A frase pode soar dura ou até polêmica. Mas a verdade é que casar significa criar um novo núcleo familiar, no qual o casal precisa assumir novas responsabilidades e definir prioridades – sem abandonar o amor e o vínculo com os pais.
Quando os pais continuam sendo prioridade, surgem conflitos e desgastes, veja alguns pontos a considerar:
- Decisões deixam de ser tomadas a dois
- Comparações entre famílias geram mágoas
- O parceiro sente-se em segundo plano
Esse cenário enfraquece a intimidade e pode levar a crises no relacionamento.
Um casamento em que a família de origem ocupa espaço central tende a enfrentar problemas como:
- Distanciamento emocional
- Discussões constantes
- Falta de cumplicidade
- Sensação de abandono dentro da própria relação
A longo prazo, esses fatores corroem a parceria e tornam o vínculo mais frágil.
Casar é reorganizar papéis – não abandonar os pais!
Ao casar, você assume novas responsabilidades.
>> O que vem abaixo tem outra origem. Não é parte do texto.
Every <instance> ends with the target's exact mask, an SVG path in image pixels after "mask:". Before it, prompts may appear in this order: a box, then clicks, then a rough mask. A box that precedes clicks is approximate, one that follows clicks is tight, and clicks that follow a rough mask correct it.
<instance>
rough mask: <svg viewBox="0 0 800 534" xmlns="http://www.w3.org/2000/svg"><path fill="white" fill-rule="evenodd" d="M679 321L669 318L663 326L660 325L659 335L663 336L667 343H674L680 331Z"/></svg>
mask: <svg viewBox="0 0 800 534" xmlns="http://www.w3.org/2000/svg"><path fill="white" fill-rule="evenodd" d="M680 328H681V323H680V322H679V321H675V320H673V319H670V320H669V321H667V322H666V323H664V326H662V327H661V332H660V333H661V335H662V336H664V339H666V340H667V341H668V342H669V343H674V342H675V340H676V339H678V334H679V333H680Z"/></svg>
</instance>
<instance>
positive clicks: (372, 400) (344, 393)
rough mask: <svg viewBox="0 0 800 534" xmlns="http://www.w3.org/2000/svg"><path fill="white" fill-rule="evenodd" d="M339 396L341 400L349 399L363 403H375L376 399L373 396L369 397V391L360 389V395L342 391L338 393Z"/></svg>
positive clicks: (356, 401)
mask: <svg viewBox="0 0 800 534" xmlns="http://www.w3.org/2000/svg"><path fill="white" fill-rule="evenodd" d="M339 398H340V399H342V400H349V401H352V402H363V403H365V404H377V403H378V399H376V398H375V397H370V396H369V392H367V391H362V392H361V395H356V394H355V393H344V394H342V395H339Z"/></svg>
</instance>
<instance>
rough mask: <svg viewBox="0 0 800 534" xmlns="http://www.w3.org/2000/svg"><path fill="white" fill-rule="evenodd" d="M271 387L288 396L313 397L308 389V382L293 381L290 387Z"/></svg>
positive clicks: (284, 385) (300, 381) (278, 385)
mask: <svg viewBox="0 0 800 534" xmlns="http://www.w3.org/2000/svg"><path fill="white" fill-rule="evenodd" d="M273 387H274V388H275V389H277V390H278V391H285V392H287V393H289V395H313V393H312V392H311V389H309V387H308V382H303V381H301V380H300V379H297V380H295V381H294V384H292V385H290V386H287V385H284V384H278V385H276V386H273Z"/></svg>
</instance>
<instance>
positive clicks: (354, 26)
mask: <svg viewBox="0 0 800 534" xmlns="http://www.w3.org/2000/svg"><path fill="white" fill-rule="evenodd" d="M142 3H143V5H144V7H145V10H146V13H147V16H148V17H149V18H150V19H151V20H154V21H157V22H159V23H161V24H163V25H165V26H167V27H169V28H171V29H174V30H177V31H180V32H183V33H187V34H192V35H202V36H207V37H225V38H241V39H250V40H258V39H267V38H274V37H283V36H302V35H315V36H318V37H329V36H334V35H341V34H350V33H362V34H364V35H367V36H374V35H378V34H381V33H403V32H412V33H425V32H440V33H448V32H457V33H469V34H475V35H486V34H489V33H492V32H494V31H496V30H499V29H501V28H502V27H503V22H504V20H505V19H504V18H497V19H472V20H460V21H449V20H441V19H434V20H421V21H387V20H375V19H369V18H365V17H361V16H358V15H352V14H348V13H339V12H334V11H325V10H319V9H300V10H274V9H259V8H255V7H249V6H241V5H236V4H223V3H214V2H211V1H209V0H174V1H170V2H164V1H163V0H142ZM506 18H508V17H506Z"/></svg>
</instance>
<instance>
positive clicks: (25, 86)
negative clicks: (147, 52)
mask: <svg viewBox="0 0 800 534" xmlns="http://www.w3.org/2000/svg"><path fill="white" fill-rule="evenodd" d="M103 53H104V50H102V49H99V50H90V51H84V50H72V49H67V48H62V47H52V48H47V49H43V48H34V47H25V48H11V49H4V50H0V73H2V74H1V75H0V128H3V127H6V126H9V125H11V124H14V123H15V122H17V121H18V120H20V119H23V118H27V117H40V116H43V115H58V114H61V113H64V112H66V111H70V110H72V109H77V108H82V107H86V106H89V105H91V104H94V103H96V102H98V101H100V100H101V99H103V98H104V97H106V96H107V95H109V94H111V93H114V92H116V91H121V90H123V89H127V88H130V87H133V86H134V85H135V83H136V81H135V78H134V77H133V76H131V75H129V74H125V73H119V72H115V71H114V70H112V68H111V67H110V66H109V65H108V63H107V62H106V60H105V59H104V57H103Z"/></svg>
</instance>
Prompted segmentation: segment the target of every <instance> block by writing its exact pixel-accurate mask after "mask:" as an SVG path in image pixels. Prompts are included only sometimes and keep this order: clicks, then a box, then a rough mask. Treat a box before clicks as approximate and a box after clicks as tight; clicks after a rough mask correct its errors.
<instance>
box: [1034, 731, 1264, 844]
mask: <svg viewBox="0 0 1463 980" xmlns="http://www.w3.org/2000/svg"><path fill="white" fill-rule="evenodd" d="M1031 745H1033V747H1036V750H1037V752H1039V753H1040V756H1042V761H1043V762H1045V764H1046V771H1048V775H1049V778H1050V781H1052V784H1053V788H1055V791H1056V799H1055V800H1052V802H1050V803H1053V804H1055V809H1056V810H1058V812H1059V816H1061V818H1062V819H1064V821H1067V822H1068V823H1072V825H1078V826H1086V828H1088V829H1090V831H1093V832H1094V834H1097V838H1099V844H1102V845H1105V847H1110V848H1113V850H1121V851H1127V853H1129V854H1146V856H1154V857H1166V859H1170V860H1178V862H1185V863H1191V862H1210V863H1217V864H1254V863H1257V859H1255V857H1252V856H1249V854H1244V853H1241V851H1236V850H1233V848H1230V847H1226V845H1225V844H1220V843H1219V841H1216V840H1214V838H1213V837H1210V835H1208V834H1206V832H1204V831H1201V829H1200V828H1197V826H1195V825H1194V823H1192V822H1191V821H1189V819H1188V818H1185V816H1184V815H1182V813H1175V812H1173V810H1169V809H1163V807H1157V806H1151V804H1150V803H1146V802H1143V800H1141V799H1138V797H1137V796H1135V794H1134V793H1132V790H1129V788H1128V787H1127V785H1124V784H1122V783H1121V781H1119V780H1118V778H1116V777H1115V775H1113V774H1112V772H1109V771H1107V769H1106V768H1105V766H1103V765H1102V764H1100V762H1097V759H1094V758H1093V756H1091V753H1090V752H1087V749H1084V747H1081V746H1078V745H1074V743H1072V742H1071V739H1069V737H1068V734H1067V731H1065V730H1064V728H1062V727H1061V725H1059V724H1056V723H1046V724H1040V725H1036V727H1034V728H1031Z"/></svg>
Isso significa:
- Dar prioridade ao que constrói com seu parceiro(a)
- Criar espaço exclusivo para o casal
- Tomar decisões em conjunto
- Manter o vínculo com os pais, mas com novos limites
Casar é escolher construir uma nova história sem precisar romper com as suas raízes.
E como equilibrar o amor pelos pais e o compromisso com o casamento?
É possível desde que:
- Estabelecer limites claros sem se sentir culpado
- Valorizar o tempo a dois
- Reservar momentos para estar com a família de origem (pais) e manter momentos de qualidade com eles.
- Conversar abertamente sobre as dificuldades no casal – entre o casal.
Esse equilíbrio e fortalece os dois lados.
Se esse equilíbrio parece impossível, a terapia de casal pode ser um caminho. Com apoio profissional, é possível aprender a alinhar limites, fortalecer a parceria e construir uma relação saudável sem abrir mão da família de origem. Casar é, de certa forma, “se divorciar dos pais” – não no sentido de abandono, mas de reorganização de papéis. É assumir o compromisso de colocar a relação em primeiro lugar, construir uma família sólida e, ao mesmo tempo, honrar os pais sem perder a sua própria identidade conjugal.